The Promise and Perils of Tourism-Led Growth
Lucio Baccaro, Reto Bürgisser (University of Vienna), Donato Di Carlo (LSE)
Tourism-led growth is an increasingly prevalent growth model, especially in small regions and, in some cases, entire national economies. Centered on providing services to non-resident consumers, it functions as a form of export-led growth, yet with distinctive dynamics. Unlike traditional export models linked to price moderation or deflation, tourism often drives inflation, especially in real estate, raising living costs and reshaping local economies. These pressures can displace residents, weaken manufacturing and other tradable sectors, and generate precarious, low-productivity employment.
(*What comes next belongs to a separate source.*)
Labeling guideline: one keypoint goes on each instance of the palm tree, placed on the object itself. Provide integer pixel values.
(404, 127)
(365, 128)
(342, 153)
Benefits largely accrue to property owners, tourism entrepreneurs, and ancillary service providers, while wage earners in non-tourism industries face higher costs without proportional gains. This uneven distribution fosters social and generational tensions, exemplified by rising opposition to “overtourism.” This research examines the political economy of tourism-led growth through growth model theory, focusing on the coalitions that sustain or resist it. Particular attention is given to the role of “diffuse hospitality” platforms such as airbnb in broadening support for tourism expansion. Based on surveys and fieldwork in Italian cities and regions, with comparative analysis planned for Spain, Portugal, and Greece, the study evaluates the sustainability and distributive consequences of tourism-driven development.